You can get Journey for £9.99/$14.99 on the PlayStation Store, or a bundle of all three of thatgamecompany’s PS3 games – on disc in the US, digitally in the UK – for £15.99/$19.99.

5. Length:

Journey is a relatively short game. You can get to the end of the story in a couple of hours, or take a few more hours if you want to gather all of the collectibles. Thanks to those collectibles and things to discover, and just the general beauty of the world, Journey is a game that players may want to play through several times. Each time you replay the game, the player’s robes gain another pattern.

6. PEGI/ESRB rating:

PEGI (http://www.pegi.info/en/index/global_id/505/?searchString=journey) gives Journey a rating of 7+ because of “non realistic looking violence towards fantasy characters” and “pictures or sounds likely to be scary to young children”, both of which likely refer to large creatures that appear midway through the game and must be avoided.

The ESRB (http://www.esrb.org/ratings/synopsis.jsp?Certificate=100318&Title=Journey&searchkeyword=journey) is more lenient, rating Journey as E for Everyone, with the only content descriptor one for “mild fantasy violence”.

Players need to be able to control the character using third person dual stick controls. This can take some time to learn for newcomers and suits children of at least 7 or older.
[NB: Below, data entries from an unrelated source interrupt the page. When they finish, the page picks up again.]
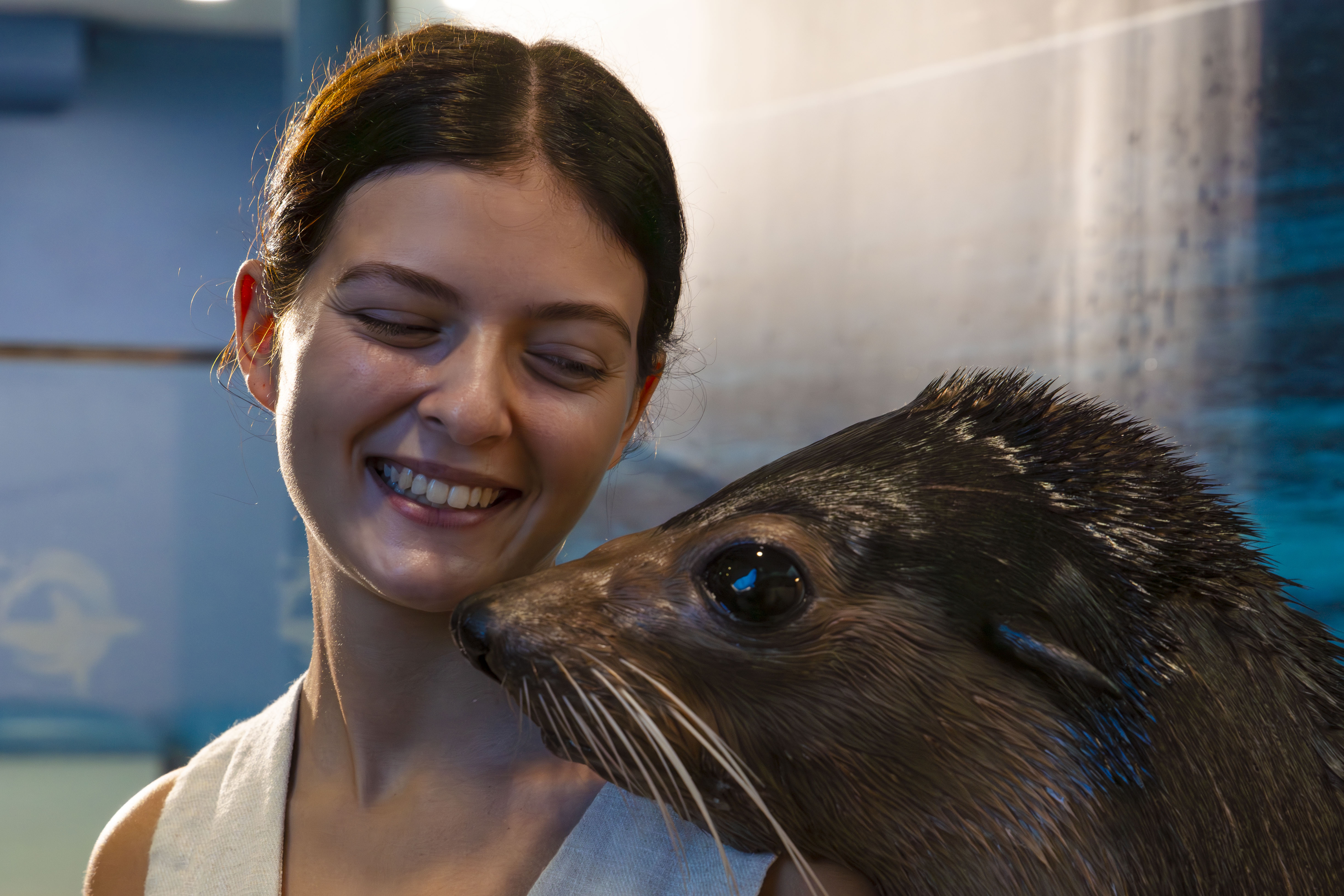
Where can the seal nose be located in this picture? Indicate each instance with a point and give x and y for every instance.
(474, 627)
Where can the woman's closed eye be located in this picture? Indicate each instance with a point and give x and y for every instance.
(566, 370)
(398, 332)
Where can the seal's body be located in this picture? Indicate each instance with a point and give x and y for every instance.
(999, 641)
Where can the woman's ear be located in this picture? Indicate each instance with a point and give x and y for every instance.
(254, 334)
(639, 405)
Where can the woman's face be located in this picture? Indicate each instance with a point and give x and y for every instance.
(472, 330)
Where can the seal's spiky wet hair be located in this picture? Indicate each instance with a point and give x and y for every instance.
(1030, 651)
(1162, 528)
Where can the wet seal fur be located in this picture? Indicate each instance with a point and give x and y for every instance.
(1034, 655)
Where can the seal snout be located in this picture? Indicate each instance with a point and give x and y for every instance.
(474, 629)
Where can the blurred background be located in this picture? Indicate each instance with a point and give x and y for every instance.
(1143, 198)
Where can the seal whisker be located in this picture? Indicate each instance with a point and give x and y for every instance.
(556, 727)
(565, 722)
(623, 684)
(600, 727)
(638, 756)
(725, 756)
(609, 766)
(657, 737)
(658, 797)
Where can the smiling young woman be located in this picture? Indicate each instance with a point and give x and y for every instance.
(470, 271)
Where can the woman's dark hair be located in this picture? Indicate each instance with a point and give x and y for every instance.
(486, 101)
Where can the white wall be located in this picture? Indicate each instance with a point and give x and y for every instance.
(882, 191)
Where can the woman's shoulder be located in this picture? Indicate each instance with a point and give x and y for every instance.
(120, 860)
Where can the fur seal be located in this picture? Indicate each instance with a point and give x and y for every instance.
(1005, 640)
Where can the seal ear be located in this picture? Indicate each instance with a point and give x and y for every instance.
(1049, 659)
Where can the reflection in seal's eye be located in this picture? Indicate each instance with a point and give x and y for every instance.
(754, 582)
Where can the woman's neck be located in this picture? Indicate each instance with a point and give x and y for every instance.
(389, 698)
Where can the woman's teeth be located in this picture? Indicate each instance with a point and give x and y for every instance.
(435, 494)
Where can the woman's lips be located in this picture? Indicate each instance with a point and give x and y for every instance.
(433, 492)
(414, 495)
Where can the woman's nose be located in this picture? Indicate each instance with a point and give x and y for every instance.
(470, 393)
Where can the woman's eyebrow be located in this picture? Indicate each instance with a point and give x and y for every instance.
(583, 312)
(404, 276)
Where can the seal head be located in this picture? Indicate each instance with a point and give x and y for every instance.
(1003, 640)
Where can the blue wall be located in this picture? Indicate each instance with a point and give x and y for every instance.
(1299, 365)
(126, 217)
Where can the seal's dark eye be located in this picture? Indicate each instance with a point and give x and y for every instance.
(754, 582)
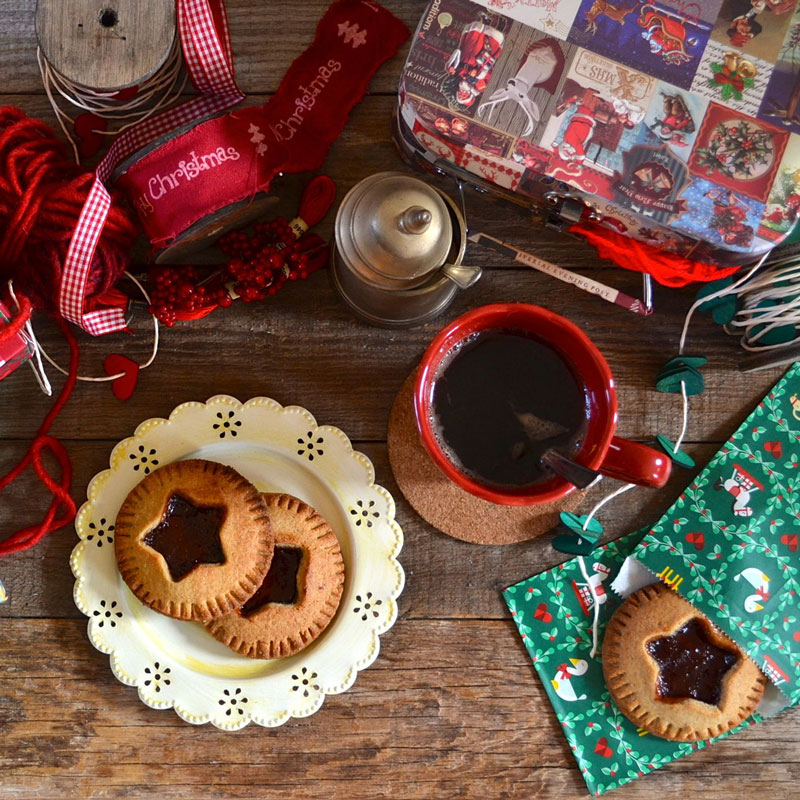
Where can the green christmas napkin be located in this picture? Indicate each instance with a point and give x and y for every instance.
(729, 544)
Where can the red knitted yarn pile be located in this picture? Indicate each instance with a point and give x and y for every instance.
(41, 196)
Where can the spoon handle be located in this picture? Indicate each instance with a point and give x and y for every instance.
(569, 470)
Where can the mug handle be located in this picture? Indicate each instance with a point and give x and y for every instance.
(635, 463)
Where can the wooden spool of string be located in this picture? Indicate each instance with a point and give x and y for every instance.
(107, 45)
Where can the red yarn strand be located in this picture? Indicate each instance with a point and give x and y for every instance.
(58, 487)
(41, 197)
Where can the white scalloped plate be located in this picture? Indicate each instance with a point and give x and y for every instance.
(178, 665)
7. GRA consumer information:


8. Common Sense Media:

Common Sense Media (https://www.commonsensemedia.org/game-reviews/journey) suggests a rating of 10, though kids say it should be rated 5. According to Common Sense Media, “Parents need to know that Journey is less a video game and more a work of interactive poetry. Aside from a couple of scenes with ominous music and a flying stone serpent that might prove a little scary to very young kids, the game is safe and innocuous for all ages. It’s also very easy to play.” However, they recommend the game for those who are old enough to appreciate its “meditative and reflective” nature.

9. Themes:

Perhaps what led Common Sense Media to call Journey “interactive poetry” is the extent to which it lends itself to interpretation. Journey seems almost like a religious work, from the style of the art, to the dream-like visual sequences in between levels, to the nature of the journey and its ending. This may well be lost on younger children who might see it instead as a short and relatively unchallenging game.

10. Why people play:

For older players, Journey is a unique experience. From the floaty way in which you move through the beautiful world to the gradual reveal of an interpretive narrative, this really is about the journey, and travelling through it with a stranger, without the need – or even ability – to speak, just makes it that much more meaningful.